Ich hatte berechnet, dass 200 l/qm eine Wasserhöhe von 25 cm bedeutet. Das ist zunächst nicht viel. Im Bereich der Mittelweser, wo ich wohne, zuckt man bei einer solchen Regenmenge nur müde mir den Schultern. Im Verhältnis kaum versiegelte Flächen und das Land ist komplett flach.

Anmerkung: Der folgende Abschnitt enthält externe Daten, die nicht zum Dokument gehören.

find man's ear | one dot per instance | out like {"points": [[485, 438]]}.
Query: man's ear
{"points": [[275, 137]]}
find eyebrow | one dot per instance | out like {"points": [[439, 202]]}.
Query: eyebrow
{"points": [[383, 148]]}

In großen Städten sind aber die Masse der Flächen versiegelt. Das Wasser muss also irgendwo hin. Es sammelt sich an den tiefsten Stellen. Häufig sind das Unterführungen oder auch Tiefgaragen. Im schlimmsten Fall sind es die U-Bahnschächte wie derzeit in China.
Man muss also Auffangbecken schaffen, die im Notfall große Wassermengen aufnehmen können. Was spricht für ein großes Auffangbecken unter einer Tiefgarage oder auch unter den U-Bahnschächten. Was spricht gegen Auffangbecken unter einem Wohnblock?

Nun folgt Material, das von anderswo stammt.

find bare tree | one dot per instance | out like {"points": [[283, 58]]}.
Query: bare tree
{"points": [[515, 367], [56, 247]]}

In München gibt es riesige unterirdische Kavernen, die Millionen von Kubikmetern Wasser aufnehmen können. Wenn der Regen wieder nachlässt, werden die wieder entleert.
Die gleiche Funktion haben auch Talsperren. Warum die nicht im Vorfeld teilweise abgelassen worden sind, ist für mich nicht nachvollziehbar.

Falsche Bebauung

In engen Tälern, wie beispielsweise das Ahrtal, sind häufig die Bebaungspläne Ursache für Katastrophen. Wenn wir die Lage in Schuld sehen, erkennen wir, dass ein kompletter Ortsteil im Überschwemmungsgebiet gebaut ist. Dass dieser Ortsteil bei extremen Hochwasser überschwemmt würde, hätte jedem klar sein müssen. Und dass fließendes Wasser eine unbändige Kraft hat, können sie selbst überprüfen. Gehen sie einfach mal durch einen schnellfließenden Bach, der lediglich knietief ist.

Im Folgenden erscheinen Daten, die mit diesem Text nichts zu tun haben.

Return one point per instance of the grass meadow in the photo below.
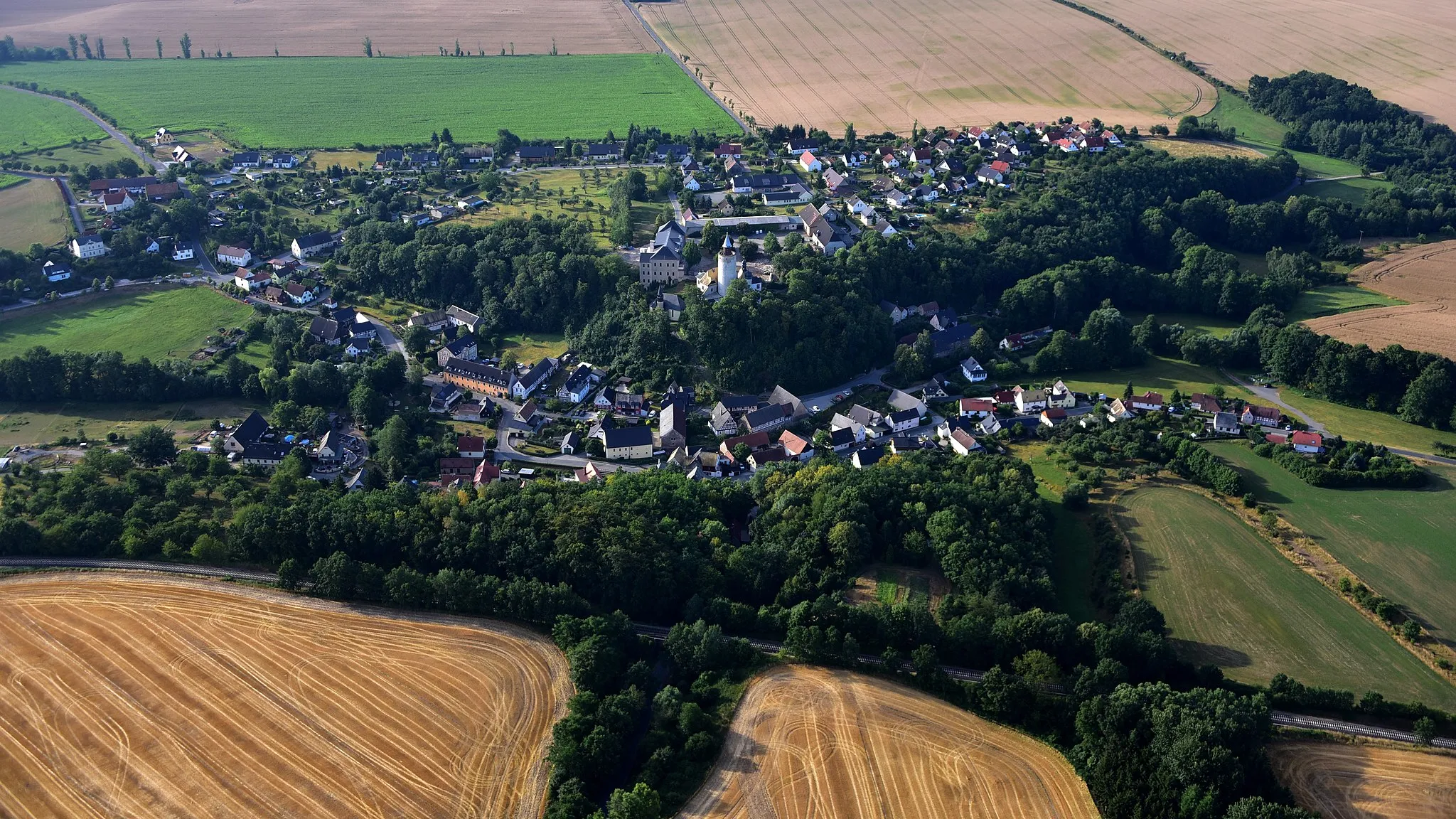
(1235, 602)
(340, 101)
(34, 123)
(1397, 540)
(154, 326)
(31, 212)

Die Ahr hatte am 15.07. einen Wasserstand von ca. acht Metern. Da halten auch massiv gemauerte Häuser nicht mehr. Hier hätte man zum Einen nicht bauen dürfen. Zum Anderen hätte man über Auffangbecken nachdenken müssen. Ich habe ein Beispiel gesehen, wo die Gemeinde ihren Sportplatz bewusst tiefer gelegt hat. Bei Starkregen ist dort sowieso keiner, also kann der ruhig mit Wasser vollaufen. Auch wenn das Becken nicht ausreicht, es bringt zumindest einen Zeitgewinn.

Kanalisation

Wenn irgendwo ein neues Baugebiet erschlossen wird, wird auch die Kanalisation neu eingerichtet. Aber irgendwo muss diese Kanalisation an das alte System angeschlossen werden. Dieses alte System ist aber für das zusätzliche Wasseraufkommen nicht ausgerichtet. Somit ist es schon im Normalbetrieb nahezu ausgelastet. Das gleiche gilt für die Klärwerke. Wenn dann noch Wasser bei Starkregen hinzukommt, ist eine Überlastung nicht abzuwenden. Das Wasser drückt aus der Kanalisation ins Freie. Diese Bilder sehen wir regelmäßig in den tiefer gelegenen Ortsteilen. Leider sind es häufig die historischen Altstädte.
In Bayern soll es Ortschaften geben, wo Kanäle unter dieser zusätzlichen Last sogar geplatzt sind. Wenn man also nicht in die Abwassersysteme investiert, dann sind Katastrophen vorprogrammiert. Da helfen dann auch keine Windräder.

Fehlende Vorbereitung

Trotz aller infrastruktureller Vorbereitung können sich Katastrophen ereignen. Dann müssen die zuständigen Akteure vorbereitet sein. Bei den Feuerwehren sehe ich da noch nicht einmal das Problem. Auch beim THW oder den Katastrophenschutzeinheiten der Hilfsorganisationen nicht. Die Schwachpunkte sind häufig die Krisenstäbe bei den Kreisen und den Ländern. Diese Stäbe werden mit Leuten aus dem Kreis besetzt, die diese Funktion im Nebenamt wahrnehen. Das Arbeiten im Krisenstab muss also ausgebildet und geübt werden. Wenn sich ein solcher Stab in der Krise erst finden muss, geht wertvolle Zeit verloren. Privat initierte Hilfe verselbstständigt sich, die zuständige Behörde verliert die Übersicht in ihrem Verantwortungsbereich. Genau das ist im Landkreis Ahrweiler passiert.

Alarmierung

In der Diskussion wurde vielfach bemängelt, dass nicht mehr über Sirene alarmiert wird.
Die Sirenen waren Mittel aus dem Zivilschutz und dienten zur Auslösung des Luftalarms. Vor 1989 heulten diese Sirenen noch monatlich. Nach Ende des kalten Krieges bestand für den Bund dafür keine Notwendigkeit mehr. Man überließ aber den Katastrophenschützern, ob sie Sirenen weiter nutzen wollten oder nicht. Viele Kreise haben sich aus Kostengründen entschieden, diese Sirenen abzuschaffen, sie seien nicht mehr zeitgemäß. Man verließ sich auf digitale Alarmierungsmöglichkeiten (NINA). Leider hat man aber nicht registriert, dass ein Großteil der Bevölkerung gar nichts damit anfangen kann.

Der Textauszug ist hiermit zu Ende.